Search code examples
rzooas.date

Negative months as difference between two dates


I am aware that there are some posts similar to this here on stackoverflow. But they did not directly address my issue. Here is my issue:

I have a variable called earliest_cr_line which contains dates as Jan-01. This is a string variable. I need to create a variable called "test" which should contain the difference between earliest_cr_line and Dec-2007 in months. To this end, I ran the following codes:

library(zoo)
loan_data$earliest_cr_line_date <- as.yearmon(loan_data$earliest_cr_line, "%b-%y")
ref_date <- as.yearmon("Dec-07", "%b-%y")
loan_data$test <- round((as.Date(ref_date) - 
as.Date(loan_data$earliest_cr_line_date))/(365.25/12))

However, the newly created variable test contains many negative numbers as well. I figured out that when converting earliest_cr_line from string to yearmon, R misinterpreted years which were before 1970. For example, yearmon converted Jan-60 into Nov 2060 instead of Nov 1960. That's what is causing the negative output. Any idea how I should approach this problem?

Thanks.


Solution

  • Date's integer is a day, making day-to-month determination inconsistent. yearmon's integer is a year, which makes a month just 1/12, a bit simpler to deal with. If you start with zoo's yearmon object, then I suggest you stick with it instead of trying convert to/from R's Date object.

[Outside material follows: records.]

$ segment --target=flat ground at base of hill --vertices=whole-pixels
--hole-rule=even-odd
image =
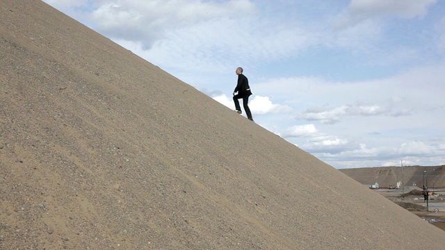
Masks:
[[[445,231],[445,209],[442,208],[445,208],[445,201],[429,201],[429,209],[427,210],[426,203],[424,202],[422,196],[405,196],[402,199],[403,193],[400,190],[375,190],[375,192],[437,228]],[[439,195],[443,194],[441,192],[437,193]]]

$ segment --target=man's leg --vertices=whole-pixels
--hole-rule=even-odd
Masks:
[[[252,113],[250,112],[250,108],[248,106],[249,103],[249,96],[245,95],[243,97],[243,106],[244,106],[244,110],[245,111],[245,115],[248,116],[248,118],[250,120],[253,121],[253,118],[252,118]]]
[[[239,101],[238,99],[242,98],[240,97],[239,94],[234,96],[234,103],[235,103],[235,110],[236,111],[239,111],[238,113],[241,113],[241,108],[239,106]]]

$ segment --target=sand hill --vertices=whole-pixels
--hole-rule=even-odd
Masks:
[[[0,13],[0,249],[445,246],[442,230],[44,3]]]

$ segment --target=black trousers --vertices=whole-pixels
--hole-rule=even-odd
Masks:
[[[235,103],[235,109],[236,110],[241,110],[241,108],[239,106],[239,101],[238,99],[243,99],[243,106],[244,107],[244,111],[245,111],[245,115],[248,116],[249,119],[253,119],[252,118],[252,113],[250,112],[250,109],[248,106],[249,103],[249,97],[250,94],[238,94],[234,96],[234,102]]]

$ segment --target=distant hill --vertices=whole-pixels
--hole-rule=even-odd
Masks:
[[[423,185],[430,188],[445,189],[445,166],[404,166],[362,167],[339,169],[349,177],[364,185],[378,183],[380,186],[395,187],[397,182],[405,186]]]
[[[44,3],[0,13],[0,249],[445,246],[442,230]]]

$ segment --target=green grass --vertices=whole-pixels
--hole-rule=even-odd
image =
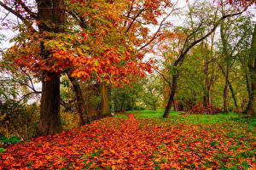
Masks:
[[[135,116],[139,119],[154,118],[159,122],[168,122],[185,123],[185,124],[201,124],[201,123],[223,123],[223,122],[240,122],[246,124],[249,128],[253,128],[256,126],[256,118],[239,117],[236,113],[217,114],[217,115],[180,115],[180,112],[170,111],[168,118],[163,118],[164,110],[134,110],[126,111],[126,113],[135,113]],[[127,117],[125,115],[115,115],[117,117]]]

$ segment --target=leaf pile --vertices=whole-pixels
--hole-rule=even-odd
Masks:
[[[194,105],[189,111],[183,111],[182,115],[215,115],[222,111],[221,108],[216,107],[212,105],[207,106],[201,105],[201,103]]]
[[[253,168],[253,136],[239,123],[107,117],[14,144],[0,169]]]

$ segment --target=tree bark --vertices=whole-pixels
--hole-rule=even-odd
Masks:
[[[174,104],[174,94],[175,94],[176,88],[177,88],[177,78],[178,78],[177,75],[173,75],[172,82],[172,91],[171,91],[169,100],[168,100],[167,105],[166,107],[166,110],[165,110],[163,117],[168,117],[172,104]]]
[[[135,99],[131,99],[131,110],[134,111]]]
[[[223,93],[223,111],[228,112],[227,109],[229,107],[229,82],[228,76],[225,77],[225,86]]]
[[[83,93],[80,85],[79,82],[76,80],[76,78],[71,76],[70,74],[67,73],[67,76],[72,83],[73,89],[75,94],[76,101],[77,101],[76,102],[77,110],[79,114],[79,124],[84,125],[85,123],[90,123],[90,119],[89,119],[88,112],[86,110],[85,102],[83,97]]]
[[[102,83],[102,117],[110,116],[108,89],[106,82]]]
[[[61,133],[60,116],[60,76],[57,73],[44,72],[49,80],[43,82],[39,135]]]
[[[38,14],[40,21],[39,31],[61,32],[60,26],[64,24],[65,13],[61,9],[63,0],[37,0]],[[55,25],[55,26],[53,26]],[[50,53],[41,43],[43,59],[49,57]],[[39,135],[54,134],[61,132],[60,116],[60,74],[43,72],[43,87],[39,121]]]
[[[222,14],[224,15],[224,7],[222,6]],[[224,21],[220,24],[220,37],[223,45],[222,54],[224,56],[224,61],[226,65],[225,71],[225,85],[223,92],[223,111],[228,112],[229,106],[229,76],[230,76],[230,55],[228,54],[228,42],[226,39],[226,32]]]
[[[251,101],[248,103],[247,112],[251,116],[256,115],[256,25],[254,24],[254,30],[252,38],[252,44],[249,54],[248,67],[251,79]],[[249,100],[250,101],[250,100]]]

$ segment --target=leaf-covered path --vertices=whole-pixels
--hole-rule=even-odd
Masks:
[[[253,168],[253,136],[236,122],[107,117],[0,154],[0,169]]]

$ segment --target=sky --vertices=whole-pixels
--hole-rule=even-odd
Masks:
[[[0,0],[2,2],[3,2],[3,0]],[[177,0],[177,8],[183,8],[187,6],[187,3],[186,0]],[[29,0],[28,2],[33,2],[33,0]],[[176,2],[176,1],[173,1]],[[191,0],[189,2],[192,2]],[[254,22],[256,22],[256,7],[250,7],[249,10],[251,11],[252,14],[254,14],[254,17],[253,19],[253,20]],[[7,14],[7,10],[5,10],[4,8],[0,7],[0,20],[1,22],[3,22],[3,18],[6,17]],[[18,20],[17,17],[15,17],[14,14],[9,14],[8,16],[5,18],[5,20]],[[176,25],[182,25],[182,20],[180,18],[177,18],[177,17],[170,17],[169,18],[170,20],[172,20],[173,23],[176,23]],[[150,30],[154,32],[155,30],[157,29],[157,27],[151,27]],[[0,42],[0,49],[4,49],[4,48],[8,48],[9,47],[11,47],[14,43],[9,42],[9,40],[12,39],[13,37],[15,37],[15,35],[18,34],[18,31],[14,31],[10,29],[1,29],[0,28],[0,34],[4,35],[6,37],[4,39],[4,41]]]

    Handling wrong years is an annoying Y2K problem ... while this below will generally work (assuming that everything you're looking at is in the past), I urge you to fix this problem at the source. (I am astounded that something somewhere still thinks that 2-digit years is acceptable. *shrug*)

    vec <- c("Nov-60","Nov-70","Nov-71","Jan-01","Mar-05","Dec-07")
    (out <- zoo::as.yearmon(vec, format="%b-%y"))
    # [1] "Nov 2060" "Nov 1970" "Nov 1971" "Jan 2001" "Mar 2005" "Dec 2007"
    (wrongcentury <- as.integer(gsub(".* ", "", out)) > as.integer(format(Sys.Date(), "%Y")))
    # [1]  TRUE FALSE FALSE FALSE FALSE FALSE
    vec[wrongcentury]
    # [1] "Nov-60"
    zoo::as.yearmon(gsub("-", "-19", vec[wrongcentury]), format = "%b-%Y")
    # [1] "Nov 1960"
    out[wrongcentury] <- zoo::as.yearmon(gsub("-", "-19", vec[wrongcentury]), format = "%b-%Y")
    out
    # [1] "Nov 1960" "Nov 1970" "Nov 1971" "Jan 2001" "Mar 2005" "Dec 2007"
    

    Edit: much more concise recommendation from G. Grothendieck:

    out <- zoo::as.yearmon(vec, format="%b-%y")
    out - 100 * (out > zoo::as.yearmon(Sys.Date()))
    # [1] "Nov 1960" "Nov 1970" "Nov 1971" "Jan 2001" "Mar 2005" "Dec 2007"
    

    If your source data ever comes close to 1920, then this inferential solution will further break. (More reason to fix it at the source :-)